Bed Bugs Are Such a Big Fall Pest?
Bed bugs are an indoor pest. They are rarely found outside. Therefore, the climate outdoors is not really a factor for why bed bugs are a big problem in the fall. While other pests are trying to get into your home to get away from the cold, bed bugs are already inside (somewhere). They’re not hanging out on your exterior walls, looking for a hole or crack to exploit. So, why are they a threat in the fall?
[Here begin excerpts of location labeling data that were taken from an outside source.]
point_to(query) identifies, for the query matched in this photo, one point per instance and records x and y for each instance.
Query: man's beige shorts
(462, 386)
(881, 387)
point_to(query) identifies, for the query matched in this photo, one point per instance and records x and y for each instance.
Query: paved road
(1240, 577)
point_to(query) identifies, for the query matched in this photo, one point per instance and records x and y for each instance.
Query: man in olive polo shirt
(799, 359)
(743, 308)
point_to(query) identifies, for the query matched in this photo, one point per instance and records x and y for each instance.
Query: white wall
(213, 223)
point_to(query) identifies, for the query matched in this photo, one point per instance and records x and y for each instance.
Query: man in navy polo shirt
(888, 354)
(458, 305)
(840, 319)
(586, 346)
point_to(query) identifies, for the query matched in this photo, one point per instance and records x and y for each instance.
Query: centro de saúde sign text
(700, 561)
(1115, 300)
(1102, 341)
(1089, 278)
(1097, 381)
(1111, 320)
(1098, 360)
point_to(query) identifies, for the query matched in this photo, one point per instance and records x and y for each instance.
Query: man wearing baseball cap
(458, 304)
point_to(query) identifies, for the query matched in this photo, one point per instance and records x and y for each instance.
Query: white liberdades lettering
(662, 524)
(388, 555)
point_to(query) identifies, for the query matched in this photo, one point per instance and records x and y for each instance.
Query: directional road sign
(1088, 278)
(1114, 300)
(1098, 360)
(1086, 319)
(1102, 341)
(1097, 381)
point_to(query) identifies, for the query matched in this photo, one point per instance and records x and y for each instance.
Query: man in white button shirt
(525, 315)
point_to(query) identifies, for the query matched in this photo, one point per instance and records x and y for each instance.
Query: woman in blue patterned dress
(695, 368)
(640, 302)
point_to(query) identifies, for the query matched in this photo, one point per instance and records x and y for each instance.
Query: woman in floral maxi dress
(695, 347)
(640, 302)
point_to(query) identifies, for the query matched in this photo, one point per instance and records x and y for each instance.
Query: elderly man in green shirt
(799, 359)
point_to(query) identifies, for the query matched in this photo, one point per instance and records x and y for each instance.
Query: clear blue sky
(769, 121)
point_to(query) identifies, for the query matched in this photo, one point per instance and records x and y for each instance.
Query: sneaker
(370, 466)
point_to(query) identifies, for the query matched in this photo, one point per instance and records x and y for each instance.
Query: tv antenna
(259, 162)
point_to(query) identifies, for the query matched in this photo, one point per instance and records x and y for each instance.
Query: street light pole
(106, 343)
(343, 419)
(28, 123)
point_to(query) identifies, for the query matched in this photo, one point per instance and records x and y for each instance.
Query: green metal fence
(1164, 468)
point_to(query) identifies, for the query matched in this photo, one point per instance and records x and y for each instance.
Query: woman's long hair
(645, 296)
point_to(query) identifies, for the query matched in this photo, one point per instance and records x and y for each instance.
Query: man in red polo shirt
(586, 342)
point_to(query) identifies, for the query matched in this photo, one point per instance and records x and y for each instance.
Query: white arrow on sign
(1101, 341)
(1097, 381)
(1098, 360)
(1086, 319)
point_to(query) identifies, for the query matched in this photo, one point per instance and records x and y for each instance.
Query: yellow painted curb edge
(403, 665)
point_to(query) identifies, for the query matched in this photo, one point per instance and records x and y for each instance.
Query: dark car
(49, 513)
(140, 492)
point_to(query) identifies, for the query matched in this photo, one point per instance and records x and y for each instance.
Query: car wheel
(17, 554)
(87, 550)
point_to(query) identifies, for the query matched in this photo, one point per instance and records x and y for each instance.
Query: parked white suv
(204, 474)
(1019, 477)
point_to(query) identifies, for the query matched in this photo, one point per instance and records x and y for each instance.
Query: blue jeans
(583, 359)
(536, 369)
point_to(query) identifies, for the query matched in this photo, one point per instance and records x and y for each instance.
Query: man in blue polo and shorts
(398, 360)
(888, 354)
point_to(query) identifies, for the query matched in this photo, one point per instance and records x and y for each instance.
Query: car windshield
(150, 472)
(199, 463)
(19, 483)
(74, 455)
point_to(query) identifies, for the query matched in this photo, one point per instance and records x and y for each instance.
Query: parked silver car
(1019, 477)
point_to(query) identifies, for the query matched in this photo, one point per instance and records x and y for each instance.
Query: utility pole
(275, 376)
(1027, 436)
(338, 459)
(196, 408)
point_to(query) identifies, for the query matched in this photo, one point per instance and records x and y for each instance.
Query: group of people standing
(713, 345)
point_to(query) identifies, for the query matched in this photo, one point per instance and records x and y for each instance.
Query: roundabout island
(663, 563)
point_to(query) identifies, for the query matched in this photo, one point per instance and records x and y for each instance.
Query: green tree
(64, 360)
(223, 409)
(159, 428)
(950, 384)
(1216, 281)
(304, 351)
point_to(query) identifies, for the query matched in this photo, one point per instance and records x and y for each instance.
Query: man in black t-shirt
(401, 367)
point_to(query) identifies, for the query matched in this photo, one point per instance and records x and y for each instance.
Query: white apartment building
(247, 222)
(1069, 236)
The beginning of fall and the beginning of the school year are around the same time. This allows bed bugs the opportunity to go from home to home very easily. Here are a few reasons why:
Bed bugs thrive in clutter. In a cluttered room, it is harder for bed bugs to be seen. And kids often have far more cluttered rooms than adults. This makes kids more of a target when bed bugs get into a home. It also makes kids more likely to spread bed bugs from home to home.
Bed bugs are drawn to dirty laundry. If clothing is left on the floor, it is a recipe for disaster. Kids are notorious for leaving their clothes on the floor, especially when they spend the night at someone’s house.
Bed bugs are hitchhikers. They move from one location of infestation to the next by stowing away in carriables. This may be clothing, bedding, sleeping bags, pocketbooks, or duffle bags. When kids go to school, they have the potential to bring bed bugs with them. If bags, clothing, or other items from two students are stored in close proximity, bed bugs can transfer.
During the school year, kids are more likely to do sleepovers. When kids go from home to home, so can bed bugs.
What You Can Do
Get to know what bed bugs look like in all stages of development so that you can properly identify these insects when you first see them. Newly hatched bed bugs have six legs, are pale in color, and may have red abdomens if they have recently had a blood meal. As bed bugs grow, they become tan and then eventually brown. Adult bed bugs are usually what you’ll see on the news but immature bed bugs are the stage of bed bug you’re most likely to see. This means you should be looking for an insect that is pale-white or tan.
It is very important that you are able to identify bed bug eggs as well. These eggs will be about 1 mm long and white in color. You’re most likely to find them in creases, cracks, gaps, and stitching. Bed bugs hide them in such places.